Richard, this was your quote in the article They dashed for the dough from 5/8/18:

"Several politicians were there for the photo op. Joe Solomon Sr. was one of them. Insiders have said he will be a candidate for Mayor of Warwick. Rumor is that he will announce shortly."

"Solomon has confirmed he will be running for a full term as mayor once that election occurs, but he does not seem to have big plans for campaigning at this time – instead focusing on the tasks at hand." May 3, 2018. (http://warwickonline.com/stories/solomon-prepares-for-bumpy-road-ahead,133636?)

You even commented on that article???? Did you read it?

“I was there too. I already am a Democratic candidate for Mayor of Warwick and I announced several months ago. “

So what? Are you waiting for a gold star or something? Not even relevant to the issue.

“Sunday, I donated personal money to A-T and I also participated in the race. I even surprised myself when I was able to finish. I came in 208th. There is a big difference between Joe and me. He will show up just for the pictures. I will show up to participate. The voters will decide what kind of Mayor they prefer."

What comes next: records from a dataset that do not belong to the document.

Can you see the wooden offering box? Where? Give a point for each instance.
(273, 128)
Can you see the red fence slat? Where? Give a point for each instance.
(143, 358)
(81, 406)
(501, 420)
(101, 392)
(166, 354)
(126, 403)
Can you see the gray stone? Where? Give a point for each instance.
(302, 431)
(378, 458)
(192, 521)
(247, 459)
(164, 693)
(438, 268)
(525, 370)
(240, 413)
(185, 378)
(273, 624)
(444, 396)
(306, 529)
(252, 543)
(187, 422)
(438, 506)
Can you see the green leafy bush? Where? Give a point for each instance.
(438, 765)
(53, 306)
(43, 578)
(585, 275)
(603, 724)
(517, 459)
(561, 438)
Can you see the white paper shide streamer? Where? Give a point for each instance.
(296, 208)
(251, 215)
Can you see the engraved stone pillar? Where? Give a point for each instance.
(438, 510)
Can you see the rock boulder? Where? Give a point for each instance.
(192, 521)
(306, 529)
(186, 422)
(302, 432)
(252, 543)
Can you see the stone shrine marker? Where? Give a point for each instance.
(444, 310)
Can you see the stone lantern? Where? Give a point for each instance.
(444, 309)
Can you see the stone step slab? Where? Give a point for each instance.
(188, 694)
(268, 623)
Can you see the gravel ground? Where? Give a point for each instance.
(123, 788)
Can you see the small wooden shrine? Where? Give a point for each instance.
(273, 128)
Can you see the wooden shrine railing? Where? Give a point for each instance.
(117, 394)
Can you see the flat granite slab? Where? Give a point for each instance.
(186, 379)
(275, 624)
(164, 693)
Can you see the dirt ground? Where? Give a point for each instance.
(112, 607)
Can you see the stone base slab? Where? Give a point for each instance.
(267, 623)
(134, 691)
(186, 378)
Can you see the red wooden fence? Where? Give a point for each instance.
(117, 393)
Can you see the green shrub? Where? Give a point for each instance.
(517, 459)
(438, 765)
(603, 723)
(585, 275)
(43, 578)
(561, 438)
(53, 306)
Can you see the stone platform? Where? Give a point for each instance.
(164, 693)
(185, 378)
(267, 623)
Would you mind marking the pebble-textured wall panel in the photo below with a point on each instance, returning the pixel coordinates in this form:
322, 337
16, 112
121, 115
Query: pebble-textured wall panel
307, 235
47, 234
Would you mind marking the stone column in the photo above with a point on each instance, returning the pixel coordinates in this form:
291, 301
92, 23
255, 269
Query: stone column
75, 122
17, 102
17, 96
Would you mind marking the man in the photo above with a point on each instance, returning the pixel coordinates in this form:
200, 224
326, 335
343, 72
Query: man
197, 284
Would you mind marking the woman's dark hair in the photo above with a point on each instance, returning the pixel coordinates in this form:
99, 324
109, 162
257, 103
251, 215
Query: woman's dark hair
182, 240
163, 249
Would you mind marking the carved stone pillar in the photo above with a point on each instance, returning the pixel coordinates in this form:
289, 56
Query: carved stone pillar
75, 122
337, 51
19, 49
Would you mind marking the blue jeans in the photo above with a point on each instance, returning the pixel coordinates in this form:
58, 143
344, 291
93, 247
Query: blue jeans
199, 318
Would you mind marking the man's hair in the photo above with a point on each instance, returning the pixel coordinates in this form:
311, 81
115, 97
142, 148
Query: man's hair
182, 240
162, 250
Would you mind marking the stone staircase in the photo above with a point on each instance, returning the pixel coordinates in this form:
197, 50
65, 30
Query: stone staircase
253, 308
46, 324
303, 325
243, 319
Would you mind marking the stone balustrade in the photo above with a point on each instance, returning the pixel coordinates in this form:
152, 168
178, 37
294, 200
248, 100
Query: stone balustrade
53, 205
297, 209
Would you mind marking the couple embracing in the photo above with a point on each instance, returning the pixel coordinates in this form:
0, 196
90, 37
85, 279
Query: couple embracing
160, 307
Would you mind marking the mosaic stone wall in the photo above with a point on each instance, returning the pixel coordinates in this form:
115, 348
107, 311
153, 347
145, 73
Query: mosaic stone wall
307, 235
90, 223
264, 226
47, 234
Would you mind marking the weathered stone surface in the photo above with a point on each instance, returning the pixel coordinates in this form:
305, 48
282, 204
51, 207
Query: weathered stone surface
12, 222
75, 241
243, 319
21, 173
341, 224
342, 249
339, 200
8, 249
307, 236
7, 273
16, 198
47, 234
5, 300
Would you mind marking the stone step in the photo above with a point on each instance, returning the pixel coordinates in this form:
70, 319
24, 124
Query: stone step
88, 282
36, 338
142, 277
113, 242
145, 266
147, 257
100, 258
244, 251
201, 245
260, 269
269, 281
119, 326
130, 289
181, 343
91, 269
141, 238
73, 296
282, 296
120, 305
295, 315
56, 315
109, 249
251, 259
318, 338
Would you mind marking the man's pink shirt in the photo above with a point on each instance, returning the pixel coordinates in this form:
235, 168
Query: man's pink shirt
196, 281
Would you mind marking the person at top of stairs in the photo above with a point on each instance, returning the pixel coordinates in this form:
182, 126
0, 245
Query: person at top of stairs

The big difference is you ran in the race and Mr. Solomon bought raffle tickets. Are you saying your participation is better than the other? So everyone that bought tickets but didn’t run didn’t participate? I wouldn’t be able to run in the race due to health issues. Would that mean my purchase of raffle tickets wasn’t considered as important as your donation and race? Interesting.

I don’t think I prefer the Mayor to make comments like you did in this article. That would be my preference.

Friday, May 11, 2018

Again, what's remarkable is that the fake mayor, Mayor Dumbness still thinks his signs are legal. What he still refuses to reconcile is that the ACLU case pertained to signs on ones personal property, not on city or state property. So the law is upheld that anyone can remove any campaign sign that is placed on city or state property such as traffic signal control boxes or any other city property.

And they will continue to be removed. Count on it.

Friday, May 11, 2018

Hello again Thecaptain:

If there's one area where the make-believe mayor has always been consistent, it's been his outright refusal to acknowledge facts, and more specifically the details that prove his statements false.

As you rightly point out, the ACLU case against the city dealt with signs on private property -- not public property like traffic control boxes. But the make-believe mayor ignores this critical detail and thinks that somehow, this makes him more credible.

It's the same way he makes statements like Allan Fung "became mayor and lowered taxes," or that "5,800 taxpayers left" Warwick while ignoring the details that prove these claims false.

For all his other false claims about "serving taxpayers," you and Scal and Kammy [and others] are providing far more of a service to the honest, taxpaying voters of Warwick by continuing to expose the make-believe mayor's false claims.